Por Claudia Pedraza
@funkyclaus
Empiezo a creer que la culpa de que una sufra por amor no la tiene un hombre. La culpa de que una sufra por amor la tiene una mujer. De hecho, varias mujeres. En mi historial, yo puedo citar a varias: La Lupe, La Daniela, La Paquita; bueno, hasta La Trevi tiene su parte de culpa. Porque una aprende del amor cantando sus canciones.
De entrada, lo anterior parecería una simpleza, pero lo cierto es que en el imaginario popular, gran parte del ideal del amor se genera a través de las canciones, que no solamente tienen gran impacto en la memoria (es más fácil que nos aprendamos una canción que una párrafo de un libro de historia) sino porque además nos hacen familiares ciertas formas predeterminadas bajo las cuales concebimos la vida amorosa. Las canciones que escuchamos a lo largo de los años establecen expectativas, conductas y atributos para vivir el amor. Pero esta vivencia no es igual para todos: mientras que para los hombres supone una experiencia de dominio ( Y ahí andan en las serenatas cantando: “dicen que ando muy errado, que despierte de mi sueño, pero se han equivocado porque yo he de ser tu dueño”), para las mujeres se trata de una permanente renuncia (Y entonces no faltan los coros femeninos en las clásica de Rocío Dúrcal:“Haz lo que quieras hacer conmigo, yo solo te sigo, lo entiendas o no”).

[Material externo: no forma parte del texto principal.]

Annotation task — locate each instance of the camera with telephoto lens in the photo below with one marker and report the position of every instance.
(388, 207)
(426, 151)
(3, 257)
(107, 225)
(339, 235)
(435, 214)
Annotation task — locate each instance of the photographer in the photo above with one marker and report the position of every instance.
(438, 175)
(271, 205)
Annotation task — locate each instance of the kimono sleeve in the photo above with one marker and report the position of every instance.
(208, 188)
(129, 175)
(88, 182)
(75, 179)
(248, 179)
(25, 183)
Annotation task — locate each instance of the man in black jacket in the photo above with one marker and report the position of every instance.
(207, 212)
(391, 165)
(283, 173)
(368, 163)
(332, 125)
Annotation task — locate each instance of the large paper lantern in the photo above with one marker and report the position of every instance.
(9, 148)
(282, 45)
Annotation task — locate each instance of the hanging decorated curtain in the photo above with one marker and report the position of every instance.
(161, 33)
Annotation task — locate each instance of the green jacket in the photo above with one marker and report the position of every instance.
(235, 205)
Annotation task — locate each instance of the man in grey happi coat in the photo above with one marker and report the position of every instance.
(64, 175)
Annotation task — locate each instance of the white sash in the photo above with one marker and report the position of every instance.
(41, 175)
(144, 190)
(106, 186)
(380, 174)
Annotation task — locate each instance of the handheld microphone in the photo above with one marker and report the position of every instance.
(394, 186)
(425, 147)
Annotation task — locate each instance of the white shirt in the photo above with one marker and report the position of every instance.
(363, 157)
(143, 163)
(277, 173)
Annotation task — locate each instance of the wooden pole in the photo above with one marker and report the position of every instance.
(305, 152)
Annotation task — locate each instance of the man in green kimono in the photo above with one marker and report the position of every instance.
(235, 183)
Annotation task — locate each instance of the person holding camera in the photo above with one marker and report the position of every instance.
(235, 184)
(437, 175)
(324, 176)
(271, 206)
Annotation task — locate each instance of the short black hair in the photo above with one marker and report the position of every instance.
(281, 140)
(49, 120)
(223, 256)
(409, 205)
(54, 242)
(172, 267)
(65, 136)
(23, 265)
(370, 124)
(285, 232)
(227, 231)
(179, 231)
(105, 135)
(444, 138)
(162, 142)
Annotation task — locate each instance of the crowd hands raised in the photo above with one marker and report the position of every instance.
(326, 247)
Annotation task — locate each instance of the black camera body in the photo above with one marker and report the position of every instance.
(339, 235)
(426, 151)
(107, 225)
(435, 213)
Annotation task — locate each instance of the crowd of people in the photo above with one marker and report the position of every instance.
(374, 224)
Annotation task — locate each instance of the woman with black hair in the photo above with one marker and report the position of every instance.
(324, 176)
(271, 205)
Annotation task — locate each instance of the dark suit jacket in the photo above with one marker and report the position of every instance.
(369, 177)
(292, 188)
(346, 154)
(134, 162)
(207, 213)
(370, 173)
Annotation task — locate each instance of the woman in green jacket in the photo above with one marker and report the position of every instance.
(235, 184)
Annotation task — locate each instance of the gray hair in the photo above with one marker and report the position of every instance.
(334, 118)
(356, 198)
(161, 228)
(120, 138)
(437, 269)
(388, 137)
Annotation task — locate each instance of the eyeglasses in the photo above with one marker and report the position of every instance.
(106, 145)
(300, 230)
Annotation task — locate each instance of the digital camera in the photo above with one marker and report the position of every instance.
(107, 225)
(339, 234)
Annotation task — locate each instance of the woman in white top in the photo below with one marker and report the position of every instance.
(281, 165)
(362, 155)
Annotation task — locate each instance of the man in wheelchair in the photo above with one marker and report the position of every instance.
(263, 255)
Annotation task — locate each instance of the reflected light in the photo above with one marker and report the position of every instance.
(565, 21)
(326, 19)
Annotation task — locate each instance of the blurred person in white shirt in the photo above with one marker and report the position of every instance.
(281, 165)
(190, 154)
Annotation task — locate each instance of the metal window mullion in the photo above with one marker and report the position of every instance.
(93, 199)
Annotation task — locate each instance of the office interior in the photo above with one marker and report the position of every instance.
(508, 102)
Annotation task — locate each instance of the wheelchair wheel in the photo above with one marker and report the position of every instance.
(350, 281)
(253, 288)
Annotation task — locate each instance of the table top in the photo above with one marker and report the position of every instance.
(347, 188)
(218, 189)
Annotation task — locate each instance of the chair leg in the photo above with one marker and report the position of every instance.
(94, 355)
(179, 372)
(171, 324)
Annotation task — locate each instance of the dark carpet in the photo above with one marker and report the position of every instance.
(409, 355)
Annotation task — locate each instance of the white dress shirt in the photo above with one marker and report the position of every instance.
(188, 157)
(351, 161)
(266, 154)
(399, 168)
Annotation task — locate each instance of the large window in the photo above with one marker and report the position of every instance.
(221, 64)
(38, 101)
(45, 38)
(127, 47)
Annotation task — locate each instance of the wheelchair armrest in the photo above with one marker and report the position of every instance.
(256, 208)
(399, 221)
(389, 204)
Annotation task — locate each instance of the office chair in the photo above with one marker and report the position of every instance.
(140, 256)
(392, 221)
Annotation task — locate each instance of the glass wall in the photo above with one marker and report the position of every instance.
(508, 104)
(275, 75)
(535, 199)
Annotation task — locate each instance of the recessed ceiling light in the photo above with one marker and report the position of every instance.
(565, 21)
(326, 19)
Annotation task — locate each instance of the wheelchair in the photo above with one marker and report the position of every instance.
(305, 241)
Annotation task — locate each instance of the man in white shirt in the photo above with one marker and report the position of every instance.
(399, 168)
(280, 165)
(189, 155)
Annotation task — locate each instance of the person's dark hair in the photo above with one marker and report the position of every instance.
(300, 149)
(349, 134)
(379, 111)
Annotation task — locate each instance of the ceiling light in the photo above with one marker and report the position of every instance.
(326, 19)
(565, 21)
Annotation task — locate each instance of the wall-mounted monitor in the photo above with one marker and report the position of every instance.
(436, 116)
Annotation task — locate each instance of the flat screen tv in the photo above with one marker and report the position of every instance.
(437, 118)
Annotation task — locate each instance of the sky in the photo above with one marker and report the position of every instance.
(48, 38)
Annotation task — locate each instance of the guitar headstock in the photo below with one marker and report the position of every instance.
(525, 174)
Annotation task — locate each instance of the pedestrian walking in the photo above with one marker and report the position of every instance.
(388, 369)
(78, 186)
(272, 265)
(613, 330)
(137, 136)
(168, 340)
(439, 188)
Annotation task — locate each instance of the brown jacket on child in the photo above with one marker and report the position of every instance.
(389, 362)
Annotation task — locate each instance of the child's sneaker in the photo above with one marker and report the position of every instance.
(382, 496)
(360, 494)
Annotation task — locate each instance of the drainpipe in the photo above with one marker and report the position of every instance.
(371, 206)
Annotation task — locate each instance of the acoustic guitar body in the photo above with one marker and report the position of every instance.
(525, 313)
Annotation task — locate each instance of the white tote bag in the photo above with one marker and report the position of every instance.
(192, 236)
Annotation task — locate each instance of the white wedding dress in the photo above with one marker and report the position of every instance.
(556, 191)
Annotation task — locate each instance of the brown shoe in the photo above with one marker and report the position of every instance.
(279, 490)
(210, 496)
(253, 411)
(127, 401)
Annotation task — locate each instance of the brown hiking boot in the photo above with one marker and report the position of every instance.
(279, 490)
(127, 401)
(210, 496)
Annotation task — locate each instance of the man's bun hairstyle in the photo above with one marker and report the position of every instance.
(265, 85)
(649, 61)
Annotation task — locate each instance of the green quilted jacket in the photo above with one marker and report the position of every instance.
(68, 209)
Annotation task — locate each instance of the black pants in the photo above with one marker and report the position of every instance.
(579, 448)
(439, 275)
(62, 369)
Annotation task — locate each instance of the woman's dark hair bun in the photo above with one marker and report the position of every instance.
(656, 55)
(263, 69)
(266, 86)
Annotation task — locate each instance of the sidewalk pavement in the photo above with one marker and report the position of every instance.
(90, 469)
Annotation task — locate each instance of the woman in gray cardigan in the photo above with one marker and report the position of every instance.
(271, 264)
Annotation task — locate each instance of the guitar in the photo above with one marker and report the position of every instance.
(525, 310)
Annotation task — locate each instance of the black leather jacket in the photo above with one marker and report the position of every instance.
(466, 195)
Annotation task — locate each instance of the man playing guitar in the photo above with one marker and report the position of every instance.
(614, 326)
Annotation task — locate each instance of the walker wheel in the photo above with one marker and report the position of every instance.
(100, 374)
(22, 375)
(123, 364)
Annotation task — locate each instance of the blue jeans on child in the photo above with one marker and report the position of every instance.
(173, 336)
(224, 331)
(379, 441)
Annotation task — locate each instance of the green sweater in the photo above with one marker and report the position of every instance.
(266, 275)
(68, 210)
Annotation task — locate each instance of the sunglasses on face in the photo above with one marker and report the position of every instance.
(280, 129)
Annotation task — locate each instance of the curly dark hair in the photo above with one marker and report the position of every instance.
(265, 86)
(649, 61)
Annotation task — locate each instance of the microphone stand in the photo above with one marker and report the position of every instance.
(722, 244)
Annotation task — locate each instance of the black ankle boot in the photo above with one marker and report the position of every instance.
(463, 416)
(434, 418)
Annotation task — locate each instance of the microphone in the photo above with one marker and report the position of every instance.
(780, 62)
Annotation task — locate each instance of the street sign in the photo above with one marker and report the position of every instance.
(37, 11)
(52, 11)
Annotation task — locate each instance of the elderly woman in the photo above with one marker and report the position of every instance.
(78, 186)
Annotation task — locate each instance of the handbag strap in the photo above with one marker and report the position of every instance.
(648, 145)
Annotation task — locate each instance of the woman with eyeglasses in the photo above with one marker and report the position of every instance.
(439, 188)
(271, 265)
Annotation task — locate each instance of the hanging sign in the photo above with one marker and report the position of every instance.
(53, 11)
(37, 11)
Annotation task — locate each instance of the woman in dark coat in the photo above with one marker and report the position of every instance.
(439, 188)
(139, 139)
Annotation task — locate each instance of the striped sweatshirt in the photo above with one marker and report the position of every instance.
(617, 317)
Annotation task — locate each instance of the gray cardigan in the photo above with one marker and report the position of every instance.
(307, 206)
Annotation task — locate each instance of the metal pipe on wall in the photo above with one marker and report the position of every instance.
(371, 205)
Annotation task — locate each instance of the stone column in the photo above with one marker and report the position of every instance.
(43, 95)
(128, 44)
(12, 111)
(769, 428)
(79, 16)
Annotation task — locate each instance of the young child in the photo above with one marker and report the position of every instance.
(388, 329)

Y así empieza el constante sufrir musicalizado. En amor implica, según las reinas de cualquier karaoke, que las mujeres debemos aceptar siempre la voluntad del otro: “seré tu amante o lo que tenga que ser, seré lo que me pidas tú, amor, lo digo muy de veras, haz conmigo lo que quieras”. Entonces, una está a la espera de que la hagan “reina, esclava o mujer” como compungidamente cantaba la muy ochentera Dulce; y en esa espera late la angustia permanente de que aparezca otra con la misma expectativa (“Es ella más que yo, ella, cuéntame que te da que no te doy” decía Yuri, antes de su transformación religiosa). Así, se debe aceptar que el caballero en cuestión reparta su amor a otras féminas, a quienes se ve como las causantes del dolor. La opción para evitar el sufrimiento: suplicar por amor (“Yo no te pido la luna, solo te pido amarte”, canta el dúo de Daniela Romo y su cabellera; “Dime si tu quisieras andar conmigo” rockea- según- Julieta Venegas; “Aunque sea de contrabando, pero ámame” canta- según también- Jenny Rivera). En esta súplica subyace otra idea: que sin el otro, estamos incompletas (y eso lo ha dicho desde Angélica María con su muy cursi “Yo que no vivo sin ti” hasta Fey con su muy profunda “Media Naranja”). Por eso cuando el otro se va, a seguirle sufriendo con resignación sumisa (“Amor de mis amores si dejaste de quererme, no hay cuidado que la gente de eso no se enterará”, dice Margarita, a ritmo de cumbia para que duela menos); al borde de la locura, (“Yo sin tu amor me volvería loca”, dice Alicia Villarreal mientras mueve las trenzas); o anhelando la muerte (“No quiero esta vida, no sé qué hacer, sin él no la puedo entender” dice Marisela en su único éxito discográfco).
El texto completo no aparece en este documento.